Uma chance para a esperança

Enfermeira e moradora de Russas, a 150 quilômetros de Fortaleza, Fernanda Oliveira já é mãe de Maria Beatriz, de 5 anos, que também tem mielomeningocele. As limitações no desenvolvimento da primogênita foram a principal motivação para que a família buscasse um tratamento precoce para a bebê que está sendo gerada. “Busquei informação em todo o país, mas a cirurgia particular era impossível para nós. Foi um especialista de Curitiba quem me indicou o Dr. Herlânio, aqui da MEAC”, contou.
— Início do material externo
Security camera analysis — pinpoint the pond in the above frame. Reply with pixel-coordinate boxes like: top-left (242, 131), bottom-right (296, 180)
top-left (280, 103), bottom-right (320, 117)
A partir da primeira consulta na Maternidade-Escola, a família e o hospital se organizaram rapidamente para a cirurgia. Três dias após o procedimento, Fernanda segue se recuperando muito bem, conseguindo andar, medicada e sem dor. O marido e a mãe também estão dando todo o suporte. “É uma vitória de toda a família. A saúde da Giovana vai ser importante até mesmo para a qualidade de vida da Beatriz, que demanda muito nossa atenção. Não temos palavras para agradecer a Deus e a todos os profissionais envolvidos”, conclui a paciente.